Dentist offers dental care to children of Chernobyl

A dentist is helping children affected by the Chernobyl nuclear disaster by offering them free dentistry.

Biju Krishnan, 39, from Edinburgh, Scotland, is offering dental care to 25 children from the town of Mogilev who are in Scotland for four weeks.

The Friends of Chernobyl’s Children charity brought the children over for a month’s medical treatment, care and respite with Biju providing the free examinations and treatments.

He said: ‘How can you not help these children? One of my staff raised awareness of the trip to me and I said I would only be too happy to help. How could you refuse?

‘Dental care is an essential part of the treatment for raising their quality of life, so we’ll be doing what we can to help – the vast majority of treatment will be checking decay and treating cavities. They are not here for teeth to be straightened up or have other cosmetic work carried out.

‘The children can have terrible teeth because of the conditions back home – their poor diets, the poor agriculture thanks to the radiation effects – and we have to try and counter that here, but the treatments are the same as any Scottish child with bad teeth.

‘This is about doing what we can to ensure these children have healthy teeth and the confidence and other benefits that come from it.’

Biju rose to international prominence with the Scottish Dental Implant Centre and has now opened a new practice to concentrate on adopting and developing the most advanced techniques in cosmetic dentistry.

And it is these advanced techniques and knowledge which will be used on the children from the nuclear disaster zone.

Biju’s staff have also rallied round the children by giving up their spare time to help them and buying the children gifts.

Biju added: ‘The receptionists and staff have all been incredible in helping this work.

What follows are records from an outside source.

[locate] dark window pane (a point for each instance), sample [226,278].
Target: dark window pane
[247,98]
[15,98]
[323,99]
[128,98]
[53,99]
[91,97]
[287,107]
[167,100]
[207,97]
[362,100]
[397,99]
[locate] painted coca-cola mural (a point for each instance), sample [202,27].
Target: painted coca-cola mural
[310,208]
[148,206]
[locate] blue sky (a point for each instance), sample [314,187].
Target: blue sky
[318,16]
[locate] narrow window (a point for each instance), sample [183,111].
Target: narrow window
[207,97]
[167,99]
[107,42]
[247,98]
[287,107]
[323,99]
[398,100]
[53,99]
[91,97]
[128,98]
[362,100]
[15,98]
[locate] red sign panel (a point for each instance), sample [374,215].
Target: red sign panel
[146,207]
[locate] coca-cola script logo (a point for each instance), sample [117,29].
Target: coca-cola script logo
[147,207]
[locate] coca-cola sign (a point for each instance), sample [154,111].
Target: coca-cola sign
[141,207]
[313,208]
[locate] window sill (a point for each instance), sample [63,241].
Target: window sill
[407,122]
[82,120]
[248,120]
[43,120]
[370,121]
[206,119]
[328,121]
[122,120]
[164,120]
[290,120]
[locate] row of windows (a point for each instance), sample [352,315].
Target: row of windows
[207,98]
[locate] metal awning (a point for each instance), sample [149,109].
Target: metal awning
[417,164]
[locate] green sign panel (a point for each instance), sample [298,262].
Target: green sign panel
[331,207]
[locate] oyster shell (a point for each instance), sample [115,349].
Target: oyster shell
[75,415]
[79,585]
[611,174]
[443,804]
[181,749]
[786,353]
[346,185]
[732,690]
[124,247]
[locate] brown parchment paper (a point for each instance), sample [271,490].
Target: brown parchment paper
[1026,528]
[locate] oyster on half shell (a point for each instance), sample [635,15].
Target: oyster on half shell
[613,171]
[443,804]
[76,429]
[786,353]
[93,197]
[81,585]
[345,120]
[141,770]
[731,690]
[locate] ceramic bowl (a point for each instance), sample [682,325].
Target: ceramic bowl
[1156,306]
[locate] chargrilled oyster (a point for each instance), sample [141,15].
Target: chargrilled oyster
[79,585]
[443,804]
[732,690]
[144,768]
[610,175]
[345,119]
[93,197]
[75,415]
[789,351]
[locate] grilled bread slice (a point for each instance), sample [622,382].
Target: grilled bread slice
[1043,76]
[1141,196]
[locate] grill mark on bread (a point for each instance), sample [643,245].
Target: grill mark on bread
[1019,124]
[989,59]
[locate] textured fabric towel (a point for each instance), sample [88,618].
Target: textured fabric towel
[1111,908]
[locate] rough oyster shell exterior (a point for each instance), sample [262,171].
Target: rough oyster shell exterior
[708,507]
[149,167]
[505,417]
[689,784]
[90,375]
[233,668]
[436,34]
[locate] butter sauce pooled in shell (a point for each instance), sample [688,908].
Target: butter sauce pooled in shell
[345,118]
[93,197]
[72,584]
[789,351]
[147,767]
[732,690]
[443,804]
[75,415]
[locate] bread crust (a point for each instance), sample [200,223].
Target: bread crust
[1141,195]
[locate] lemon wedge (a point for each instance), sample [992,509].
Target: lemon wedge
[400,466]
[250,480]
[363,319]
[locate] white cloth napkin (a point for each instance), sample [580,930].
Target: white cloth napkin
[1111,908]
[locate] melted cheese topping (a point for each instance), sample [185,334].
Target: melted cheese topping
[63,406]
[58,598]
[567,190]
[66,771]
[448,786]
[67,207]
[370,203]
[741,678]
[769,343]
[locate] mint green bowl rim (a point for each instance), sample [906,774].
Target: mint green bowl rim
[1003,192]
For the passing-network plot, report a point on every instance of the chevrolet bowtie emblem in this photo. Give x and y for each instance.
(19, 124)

They’ve given up their time selflessly and I’ve been really touched by their efforts. They are truly wonderful.’

Mogilev was one of the towns worst hit by the nuclear reactor meltdown on 26 April 1986 when 190 tons of highly radioactive waste material was thrown into the atmosphere.

Of the radiation that was released by Chernobyl, more than 70% fell on Belarus resulting in almost one million children being at a high risk of contracting cancer or leukaemia.

The average lifespan of those affected by the disaster is just 30 years old.

However, studies have shown that for every month spent out of the area life spans are extended by two years.

At the time of the incident, children in the Chernobyl area received a dose of radiation 40 times above permissible levels.

The number of incidences of thyroid cancer is up 3,000% and it is estimated that over the next 15-20 years over 40,000 children in Belarus will contract the disease.